Dyer evokes with painful accuracy the life of the writer. He is meticulous in cataloguing the distractions, meanders, blind alleys, neuroses, paranoias and anxieties attendant on anyone who writes for a living. Throughout the course of the book, we witness ‘Dyer’ travelling to Lawrence’s birthplace and numerous former homes; his pilgrimages take him from New Mexico to Sicily to Eastwood. He exchanges asides with his witty girlfriend, Laura, who is apparently more than happy to join in the Lawrence trail. He reads biographies and letters, he files photographs and he takes notes. Copious notes. Many, many notes. So many notes, in fact, that he begins to suspect that ‘taking notes about Lawrence [was] a way of putting off writing. .’

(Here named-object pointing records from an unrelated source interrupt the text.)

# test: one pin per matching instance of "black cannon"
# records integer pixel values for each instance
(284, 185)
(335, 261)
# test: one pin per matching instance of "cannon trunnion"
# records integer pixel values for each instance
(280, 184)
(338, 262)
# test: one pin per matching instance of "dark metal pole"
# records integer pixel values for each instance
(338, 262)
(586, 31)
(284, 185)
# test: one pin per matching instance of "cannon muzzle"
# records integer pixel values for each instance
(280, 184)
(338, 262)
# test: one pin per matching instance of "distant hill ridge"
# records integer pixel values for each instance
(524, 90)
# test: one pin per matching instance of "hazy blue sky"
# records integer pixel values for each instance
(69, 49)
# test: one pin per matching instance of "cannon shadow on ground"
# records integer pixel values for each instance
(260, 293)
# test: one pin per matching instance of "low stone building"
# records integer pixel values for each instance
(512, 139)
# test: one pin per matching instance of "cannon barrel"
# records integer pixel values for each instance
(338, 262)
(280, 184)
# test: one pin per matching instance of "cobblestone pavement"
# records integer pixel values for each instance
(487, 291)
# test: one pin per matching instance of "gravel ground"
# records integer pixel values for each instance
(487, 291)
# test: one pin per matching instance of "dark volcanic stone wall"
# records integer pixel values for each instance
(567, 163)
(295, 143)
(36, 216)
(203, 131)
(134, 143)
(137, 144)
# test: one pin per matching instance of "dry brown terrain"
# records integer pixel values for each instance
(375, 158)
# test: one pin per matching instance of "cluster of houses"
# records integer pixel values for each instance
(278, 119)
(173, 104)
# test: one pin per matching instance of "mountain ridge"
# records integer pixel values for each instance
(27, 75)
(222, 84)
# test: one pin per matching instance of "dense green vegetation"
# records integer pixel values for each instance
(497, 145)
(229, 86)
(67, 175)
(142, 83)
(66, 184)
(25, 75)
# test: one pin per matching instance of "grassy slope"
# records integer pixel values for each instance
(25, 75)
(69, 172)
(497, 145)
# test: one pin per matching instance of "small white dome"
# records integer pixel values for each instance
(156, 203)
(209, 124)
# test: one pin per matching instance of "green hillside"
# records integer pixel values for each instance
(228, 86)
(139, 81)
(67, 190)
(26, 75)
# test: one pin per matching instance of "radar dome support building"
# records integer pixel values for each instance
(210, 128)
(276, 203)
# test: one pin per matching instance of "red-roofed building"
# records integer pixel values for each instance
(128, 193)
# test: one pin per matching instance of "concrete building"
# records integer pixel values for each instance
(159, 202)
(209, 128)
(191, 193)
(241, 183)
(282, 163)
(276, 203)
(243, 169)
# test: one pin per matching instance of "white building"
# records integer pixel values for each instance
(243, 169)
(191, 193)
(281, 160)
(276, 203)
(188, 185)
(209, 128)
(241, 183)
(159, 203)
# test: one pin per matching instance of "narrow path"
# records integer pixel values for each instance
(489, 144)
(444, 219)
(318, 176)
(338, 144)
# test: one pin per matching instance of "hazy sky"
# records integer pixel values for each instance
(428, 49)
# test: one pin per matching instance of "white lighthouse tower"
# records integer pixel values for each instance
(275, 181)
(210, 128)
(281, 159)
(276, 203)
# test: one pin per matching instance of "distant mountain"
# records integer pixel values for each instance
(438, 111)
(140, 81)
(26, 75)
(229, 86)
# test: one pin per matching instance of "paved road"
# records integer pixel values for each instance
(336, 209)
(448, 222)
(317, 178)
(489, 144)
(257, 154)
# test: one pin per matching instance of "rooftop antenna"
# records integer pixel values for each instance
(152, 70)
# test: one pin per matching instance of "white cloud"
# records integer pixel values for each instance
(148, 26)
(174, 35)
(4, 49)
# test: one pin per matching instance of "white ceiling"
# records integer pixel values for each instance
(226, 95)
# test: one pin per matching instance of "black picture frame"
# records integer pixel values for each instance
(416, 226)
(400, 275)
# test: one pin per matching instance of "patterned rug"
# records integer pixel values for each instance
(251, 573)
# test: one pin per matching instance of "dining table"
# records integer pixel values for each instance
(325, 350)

Along the way, we get digressions both intellectual and personal. Out of Sheer Rage is a multi-layered, polymorphous book. Dyer weaves together elements of Lawrence’s biography, his reflections on Lawrence, his own travel experiences and autobiographical details, as well as numerous detours into subjects as diverse as British television schedules, a telephone-obsessed Sicilian and the numerous ailments Dyer is prey to. Dyer effects these slips between registers seamlessly. There might be a page or two about Rilke or Camus or the state of the novel and then you turn over and find an account of the particular challenges of sex after a road accident or the young Dyer trying to teach himself the piano while his grandmother coughed upstairs: ‘She was dying of lung cancer but no one wanted to say the word cancer.’
Then there are the tempers. Oh, the tempers. As the title suggests, tantrums form the backbone of this book, they pepper every chapter, they pull us through the pages. They are glorious in their abundance, comforting in their regularity, spectacular in their eloquence. A thwarted two-year-old has nothing on Dyer. His rants aim themselves at targets as diverse as seafood and the difficulties of its consumption, the dubbing in Italian cinemas, the challenges of acquiring the right sort of cornetti integrali, people who have children, the malign weight of a Nikon camera, the utter futility of home improvement and — my particular favourite — literary theorists: ‘this group of wankers huddled in a circle, backs turned to the world so that no one would see them pulling each other off’. It’s unsurprising, then, towards the end of the book, that Dyer confesses, ‘what I like most about Lawrence is his temper. . his inexhaustible irritability.’
Its oxymoronic conceit, a book written about a man unable to write a book, is just one of the things that makes Out of Sheer Rage funny. Did I mention it was funny? Howlingly, screamingly funny. Depression might lurk around the corners of this text, the narrator might be caught in a terrible web of his own indecision and the whole book might be a serious attempt to redefine the parameters of literary biography, but Steve Martin said it is ‘the funniest book I’ve ever read’ and I’m inclined to agree with him.
This is, in a sense, a study of failure, but in Dyer’s hands failure undergoes an alchemical change. Out of Sheer Rage is about the topography of inability, the mismatch between ambition and achievement and the glorious result of that disjunction. The final oxymoron is Dyer’s ability to transmogrify failure into success, a success you are holding in your hands at this very moment: a quite brilliant book about the failure to write a book.